So the mystery is, why does it matter if your currency has a floating exchange rate? Currency is just a symbol of the value of goods, so does it really matter if you say that a loaf of bread costs one Lat, two Lats, or one Euro? It is the relative value of goods and services that matters, not the value of the currency. That is, in a perfectly efficient economy it wouldn't matter. So I decided to investigate what kind of inefficiency would lead to problems with having the same currency (or a pegged currency) as everyone else around you.
After a little thought, the answer I cam up with is that the only reason a floating exchange rate is easier is that it is difficult for an economy to deal with deflation. Every national economy produces some goods for export (foreign investment in local property acts similarly to exports) and they produce some goods and services for the local economy. During a major recession there is a lot of recalculation going on about the relative value of different goods. For example, notice that in the US the price of a home in Las Vegas has gone down a lot more than the price of watermelons. Many of the products of Latvia have gone down in value as well. In particular, there used to be a lot of foreign investment in Latvian property. Now, like homes in Las Vegas, commercial real estate in Riga is impossible to sell.
When a lot of people want to invest in Latvia, it directly increases the value of exports (and foreign investments), which gives Latvians more money, which increases the demand for goods produced for local consumption, which eventually leads to higher wages and a higher standard of living for everyone. The problem is that when demand for the exports falls, it is very hard to reverse the trend. Latvians goods are too expensive because Latvians are paid according to how much people used to value their products. Now that the exporters aren't making any money there is less demand for local goods. But local producers are still paid a lot, too, so everything in Latvia is overpriced. It is hard to lower prices because the workers are locked into high paying contracts. If you lower the prices you will be selling at a loss. In other words, inflation is easy when the economy is doing well because people like to see an increase in wages, even if it is offset by an increase in the cost of goods. But deflation is hard because people won't stand for a decrease in wages even if it is offset by a decrease in prices.
The only thing for businesses to do in this situation is go under or start firing employees who aren't locked into overpriced contracts. Unemployment goes up, which further reduces demand, and the problems get worse.

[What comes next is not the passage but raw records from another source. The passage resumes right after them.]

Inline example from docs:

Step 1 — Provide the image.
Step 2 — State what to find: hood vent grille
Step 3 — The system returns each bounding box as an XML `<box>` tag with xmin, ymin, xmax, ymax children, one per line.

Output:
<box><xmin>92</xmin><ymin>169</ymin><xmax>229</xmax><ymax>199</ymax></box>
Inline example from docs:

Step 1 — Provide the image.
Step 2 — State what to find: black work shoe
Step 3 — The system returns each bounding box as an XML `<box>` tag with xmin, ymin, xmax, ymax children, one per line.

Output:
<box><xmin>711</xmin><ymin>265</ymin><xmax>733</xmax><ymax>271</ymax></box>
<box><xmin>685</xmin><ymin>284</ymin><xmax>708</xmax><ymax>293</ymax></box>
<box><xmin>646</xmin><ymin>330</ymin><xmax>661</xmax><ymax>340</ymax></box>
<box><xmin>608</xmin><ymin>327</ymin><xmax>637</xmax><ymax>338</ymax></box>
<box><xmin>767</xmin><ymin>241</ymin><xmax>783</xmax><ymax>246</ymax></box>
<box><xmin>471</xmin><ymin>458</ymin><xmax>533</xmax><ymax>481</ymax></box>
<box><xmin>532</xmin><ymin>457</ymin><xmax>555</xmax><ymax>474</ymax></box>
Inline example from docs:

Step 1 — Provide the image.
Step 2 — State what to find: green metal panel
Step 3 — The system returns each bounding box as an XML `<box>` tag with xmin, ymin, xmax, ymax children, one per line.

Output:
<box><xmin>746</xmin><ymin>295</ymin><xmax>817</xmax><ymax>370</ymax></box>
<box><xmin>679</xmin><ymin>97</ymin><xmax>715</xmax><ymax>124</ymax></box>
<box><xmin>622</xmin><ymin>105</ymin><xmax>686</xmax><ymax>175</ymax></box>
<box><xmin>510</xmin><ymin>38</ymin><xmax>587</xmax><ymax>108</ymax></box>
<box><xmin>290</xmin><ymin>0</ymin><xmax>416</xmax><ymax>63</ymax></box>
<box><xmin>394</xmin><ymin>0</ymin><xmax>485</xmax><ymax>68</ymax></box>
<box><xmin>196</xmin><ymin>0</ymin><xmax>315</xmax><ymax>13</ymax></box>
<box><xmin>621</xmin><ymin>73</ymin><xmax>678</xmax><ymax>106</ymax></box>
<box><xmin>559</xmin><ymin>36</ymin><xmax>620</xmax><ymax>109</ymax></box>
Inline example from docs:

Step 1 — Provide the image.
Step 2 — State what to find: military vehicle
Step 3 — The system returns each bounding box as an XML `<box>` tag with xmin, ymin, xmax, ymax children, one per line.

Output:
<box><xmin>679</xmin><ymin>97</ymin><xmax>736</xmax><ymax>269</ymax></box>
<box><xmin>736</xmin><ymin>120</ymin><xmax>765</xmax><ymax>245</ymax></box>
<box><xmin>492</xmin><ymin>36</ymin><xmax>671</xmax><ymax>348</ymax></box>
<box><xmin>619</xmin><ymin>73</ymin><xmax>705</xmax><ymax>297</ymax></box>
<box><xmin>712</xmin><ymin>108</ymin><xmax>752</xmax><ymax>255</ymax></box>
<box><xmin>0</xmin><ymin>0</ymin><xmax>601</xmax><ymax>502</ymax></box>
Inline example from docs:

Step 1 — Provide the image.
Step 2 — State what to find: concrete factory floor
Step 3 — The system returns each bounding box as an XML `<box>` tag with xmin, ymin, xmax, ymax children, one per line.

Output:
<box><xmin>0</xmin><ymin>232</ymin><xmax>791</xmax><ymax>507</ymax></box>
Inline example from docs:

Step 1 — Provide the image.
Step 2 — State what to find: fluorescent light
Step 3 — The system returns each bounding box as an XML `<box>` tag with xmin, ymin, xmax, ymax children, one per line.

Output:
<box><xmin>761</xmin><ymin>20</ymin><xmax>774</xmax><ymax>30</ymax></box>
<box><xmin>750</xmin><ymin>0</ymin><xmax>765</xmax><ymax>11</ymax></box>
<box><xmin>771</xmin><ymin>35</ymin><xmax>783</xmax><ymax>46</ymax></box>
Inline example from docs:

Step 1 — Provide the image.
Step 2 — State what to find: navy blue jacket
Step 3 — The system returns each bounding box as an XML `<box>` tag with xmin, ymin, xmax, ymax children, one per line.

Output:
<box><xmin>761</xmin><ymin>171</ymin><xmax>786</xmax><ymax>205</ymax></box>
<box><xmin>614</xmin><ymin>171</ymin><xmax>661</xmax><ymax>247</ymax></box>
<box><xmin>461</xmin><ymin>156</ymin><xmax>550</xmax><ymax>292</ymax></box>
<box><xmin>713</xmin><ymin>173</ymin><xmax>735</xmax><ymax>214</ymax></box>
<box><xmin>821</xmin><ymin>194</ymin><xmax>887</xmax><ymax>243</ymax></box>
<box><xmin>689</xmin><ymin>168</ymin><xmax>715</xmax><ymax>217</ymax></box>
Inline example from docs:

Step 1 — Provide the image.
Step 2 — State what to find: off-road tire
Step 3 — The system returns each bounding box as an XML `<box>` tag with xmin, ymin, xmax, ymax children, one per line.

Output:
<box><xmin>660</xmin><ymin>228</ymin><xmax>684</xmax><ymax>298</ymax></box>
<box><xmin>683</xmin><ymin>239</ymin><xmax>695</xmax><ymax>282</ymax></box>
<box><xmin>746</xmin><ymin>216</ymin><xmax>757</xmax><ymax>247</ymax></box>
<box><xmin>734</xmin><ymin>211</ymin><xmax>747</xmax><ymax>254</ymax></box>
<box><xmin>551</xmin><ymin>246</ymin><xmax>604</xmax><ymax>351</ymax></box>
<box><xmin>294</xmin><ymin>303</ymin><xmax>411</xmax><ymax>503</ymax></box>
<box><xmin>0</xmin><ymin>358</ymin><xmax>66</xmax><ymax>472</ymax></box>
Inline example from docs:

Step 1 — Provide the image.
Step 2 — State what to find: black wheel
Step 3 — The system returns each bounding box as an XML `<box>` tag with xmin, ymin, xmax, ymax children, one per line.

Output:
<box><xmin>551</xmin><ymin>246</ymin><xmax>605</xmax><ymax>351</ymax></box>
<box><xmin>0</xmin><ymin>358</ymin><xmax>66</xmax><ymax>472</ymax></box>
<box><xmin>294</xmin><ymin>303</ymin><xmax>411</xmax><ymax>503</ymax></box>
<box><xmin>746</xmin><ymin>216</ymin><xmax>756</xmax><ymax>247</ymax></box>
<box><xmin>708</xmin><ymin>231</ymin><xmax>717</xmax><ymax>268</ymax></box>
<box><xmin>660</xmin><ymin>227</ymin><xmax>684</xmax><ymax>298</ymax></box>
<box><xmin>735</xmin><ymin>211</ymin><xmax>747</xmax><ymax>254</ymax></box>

So how can a floating exchange rate help? It makes deflation easier because instead of paying people a smaller amount of currency you just make the currency worth less. In the Czech Republic, if foreigners stop investing or buying exports, they don't need as much czech currency (the Koruna). But since other people aren't buying Korunas their value goes down relative to the Euro and all of the sudden it is as if all Czech workers get a massive pay cut and they don't even realize it. It doesn't even bother them as long as they buy local goods. They just have a hard time buying things from other countries. But this deflation makes exports more attractive and imports less attractive, which in turn starts to improve demand for Czech goods both at home and abroad.
So in resolving this mystery I thought to myself: why should it stop there? What if every firm had its own currency? What if prices at Target were in Target Bucks, and Target employees got paid in that currency as well? The banks could make the process of shopping relatively easy. When you pay with your credit card the bank automatically buys however Target Bucks you need to cover the transaction. Then people could watch the exchange rates, and if the value of Target Bucks goes down everyone will go there to get cheap goods. And they can stay cheap until demand goes up because Target employees are paid in kind.
The advantages to this system would be the same as the advantages of countries having their own currency. When the economy recalculates the value of what a company is producing, both the prices and wages of that company are automatically adjusted. Management doesn't have to do a thing, they just sit back and let the market exchange rates take care of everything.
The problem with this scenario is that employees probably wouldn't stand for it. Paying Target employees in Target Bucks makes them assume some of the entrepreneurial risk of the company. If they wanted entrepreneurial risk they would have become entrepreneurs, not employees. So they will probably demand payment in a more stable currency, which will undermine the whole point of having a firm specific currency in the first place. Employees of Target probably aren't as willing to survive on Target products alone as residents of the Czech republic are to rely on local products of that country.